15% of your score is the length of the credit history. Getting an older card removed, or closed, can affect credit history.
It is good idea, to keep cards active. Use one for gas. One for household payments. Etc. Just make sure they are automatically paid before the due date.
Strategy 16: Credit Card Companies Never Make Mistakes
Know your rights (fair credit reporting act). Challenge changes, challenge fees, and interest rates.
It is common for credit card companies to reduce limits, increase interest rates, and add fees. It is your right to challenge. Your right to negotiate and get these fees waived or removed. Or explain your side of the fence and negotiate.
Always check monthly purchases. Always check your statement.
Strategy 17: Cut your interest rate
Credit card are competitive.
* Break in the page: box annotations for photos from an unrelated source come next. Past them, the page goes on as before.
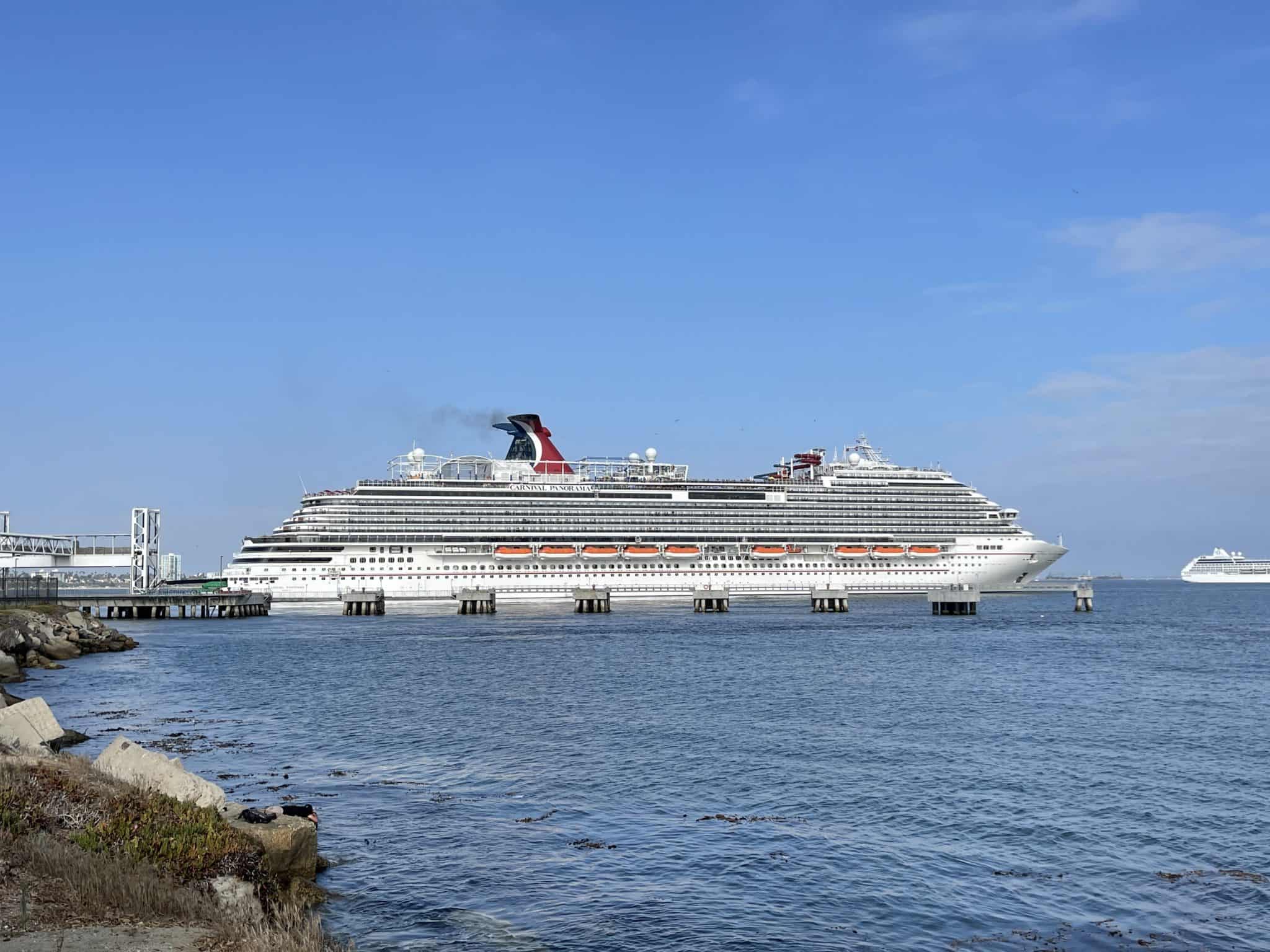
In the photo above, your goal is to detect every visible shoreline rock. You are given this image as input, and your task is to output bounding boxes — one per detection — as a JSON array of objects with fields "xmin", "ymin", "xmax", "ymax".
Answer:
[{"xmin": 0, "ymin": 606, "xmax": 137, "ymax": 684}]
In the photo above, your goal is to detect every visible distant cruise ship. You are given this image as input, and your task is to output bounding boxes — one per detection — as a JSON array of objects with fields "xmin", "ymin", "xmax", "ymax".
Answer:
[
  {"xmin": 1183, "ymin": 549, "xmax": 1270, "ymax": 583},
  {"xmin": 224, "ymin": 414, "xmax": 1067, "ymax": 601}
]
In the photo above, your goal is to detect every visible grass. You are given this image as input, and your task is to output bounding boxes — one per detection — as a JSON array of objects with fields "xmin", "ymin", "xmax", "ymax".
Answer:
[{"xmin": 0, "ymin": 754, "xmax": 352, "ymax": 952}]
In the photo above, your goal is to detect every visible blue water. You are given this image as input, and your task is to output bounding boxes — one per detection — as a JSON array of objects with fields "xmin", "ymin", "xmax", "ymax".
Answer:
[{"xmin": 18, "ymin": 581, "xmax": 1270, "ymax": 951}]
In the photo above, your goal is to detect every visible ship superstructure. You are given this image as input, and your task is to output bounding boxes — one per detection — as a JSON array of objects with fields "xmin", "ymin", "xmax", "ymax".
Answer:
[
  {"xmin": 1183, "ymin": 549, "xmax": 1270, "ymax": 583},
  {"xmin": 224, "ymin": 414, "xmax": 1067, "ymax": 601}
]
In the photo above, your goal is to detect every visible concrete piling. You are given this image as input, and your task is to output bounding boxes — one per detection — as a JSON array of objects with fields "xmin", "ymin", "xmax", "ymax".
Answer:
[
  {"xmin": 456, "ymin": 589, "xmax": 498, "ymax": 614},
  {"xmin": 339, "ymin": 589, "xmax": 383, "ymax": 614},
  {"xmin": 812, "ymin": 586, "xmax": 851, "ymax": 612},
  {"xmin": 926, "ymin": 585, "xmax": 979, "ymax": 614},
  {"xmin": 573, "ymin": 588, "xmax": 610, "ymax": 614},
  {"xmin": 692, "ymin": 588, "xmax": 732, "ymax": 612}
]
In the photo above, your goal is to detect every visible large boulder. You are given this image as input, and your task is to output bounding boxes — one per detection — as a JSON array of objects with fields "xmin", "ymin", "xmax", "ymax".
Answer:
[
  {"xmin": 221, "ymin": 803, "xmax": 318, "ymax": 879},
  {"xmin": 0, "ymin": 697, "xmax": 62, "ymax": 752},
  {"xmin": 39, "ymin": 638, "xmax": 80, "ymax": 661},
  {"xmin": 212, "ymin": 876, "xmax": 264, "ymax": 923},
  {"xmin": 93, "ymin": 738, "xmax": 224, "ymax": 809},
  {"xmin": 0, "ymin": 651, "xmax": 25, "ymax": 684}
]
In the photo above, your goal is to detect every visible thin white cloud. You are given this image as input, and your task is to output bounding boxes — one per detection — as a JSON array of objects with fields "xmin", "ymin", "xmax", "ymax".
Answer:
[
  {"xmin": 1028, "ymin": 371, "xmax": 1126, "ymax": 400},
  {"xmin": 892, "ymin": 0, "xmax": 1137, "ymax": 68},
  {"xmin": 1029, "ymin": 346, "xmax": 1270, "ymax": 491},
  {"xmin": 732, "ymin": 79, "xmax": 785, "ymax": 121},
  {"xmin": 922, "ymin": 281, "xmax": 1001, "ymax": 297},
  {"xmin": 1054, "ymin": 212, "xmax": 1270, "ymax": 273},
  {"xmin": 1186, "ymin": 297, "xmax": 1240, "ymax": 321}
]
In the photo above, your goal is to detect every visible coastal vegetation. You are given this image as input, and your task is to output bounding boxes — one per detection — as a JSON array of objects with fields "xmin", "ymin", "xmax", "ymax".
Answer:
[{"xmin": 0, "ymin": 749, "xmax": 352, "ymax": 952}]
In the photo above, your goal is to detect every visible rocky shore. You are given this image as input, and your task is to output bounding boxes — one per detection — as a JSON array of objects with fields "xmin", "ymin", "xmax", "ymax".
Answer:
[
  {"xmin": 0, "ymin": 606, "xmax": 137, "ymax": 684},
  {"xmin": 0, "ymin": 690, "xmax": 347, "ymax": 952}
]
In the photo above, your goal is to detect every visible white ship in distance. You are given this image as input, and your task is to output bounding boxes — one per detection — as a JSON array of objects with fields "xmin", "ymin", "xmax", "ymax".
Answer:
[
  {"xmin": 1183, "ymin": 549, "xmax": 1270, "ymax": 583},
  {"xmin": 224, "ymin": 414, "xmax": 1067, "ymax": 601}
]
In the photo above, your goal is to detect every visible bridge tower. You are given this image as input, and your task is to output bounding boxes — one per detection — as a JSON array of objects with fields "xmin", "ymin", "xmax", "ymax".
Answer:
[{"xmin": 128, "ymin": 506, "xmax": 159, "ymax": 593}]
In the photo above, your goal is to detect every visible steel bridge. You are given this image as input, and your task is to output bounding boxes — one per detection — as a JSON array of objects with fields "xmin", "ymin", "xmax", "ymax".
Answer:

If you look in the mail box, or email, you are always getting an offer for 3.9 percent or zero for 6 month card. Yet we throw them away. Foolish. First, we could give ourselves some credit, more importantly, we can use these offers to negotiate with our own credit cards.
Lots of folks do not know, their credit cards are at 12%, 18%, even 28% interest rates. That is expensive money. No wonder the balance is growing.
Call up your cards, ask what the interest rate is, and then ask them to match the zero percent card or 3.9 per cent card. Many will drop your interest rate for at least 6 months. That will save you money!
Strategy 18: Paying Your Credit Card Bills on Time
35%, of your credit score is based on payment history. This the number one way to improve or screw up your score. Start paying on time. Before the grace period.
Credit cards companies punish you with fees, penalty, and increased interest rates if you do not pay on time. That is a hint. Delinquency will result in lowering your credit score.
Three factors that affect your score:
- Frequently you are late (how often)
- Recent late payments
- How long late (30, 60, 90+ days).
The more recent the late payment, the greater the negative affect on your score.
PS: Type of debt is another factor. One late on your mortgage can drop your score by 75-100 points. Pay on time.
Strategy 19: Replacing expensive interest with new cheap interest
Makes perfect sense. Let us say you have credit card (for 20 years), and the interest some how got up to 18 percent. You were late a few times, and they sent you notice the card interest rate was changed, and moved up. And you carry a balance.
You decide to take one of the cheap 3.9 credit card offers. Move the balance over to the new card, and cancel the old one.
You are a happy camper because now, your payments are lower, and that is sound financial planning. Only problem, you just lowered your credit score.
Because the new card has no history, and you lost the old card “length”, therefore reducing your score. Not to mention, closed cards can reduce your score too.
Strategy 20: Renting is Better? No
Renters are often considered to be at higher risk than home owners. A mortgage, paid on time, gives you a better Fico score.
Strategy 21: Know the details of the credit offer
Asking questions to know how credit is extended is a good idea. What the “rules” are long before you get there. Get pre qualified, or understand how to get qualified. Ask questions like:
- What is the minimum credit score to be approved for this offer?
- What credit bureau is used to get your credit scores?
- What is the best interest rate?
- Will the interest rate change with FICO score/
Figure your outcome before you apply.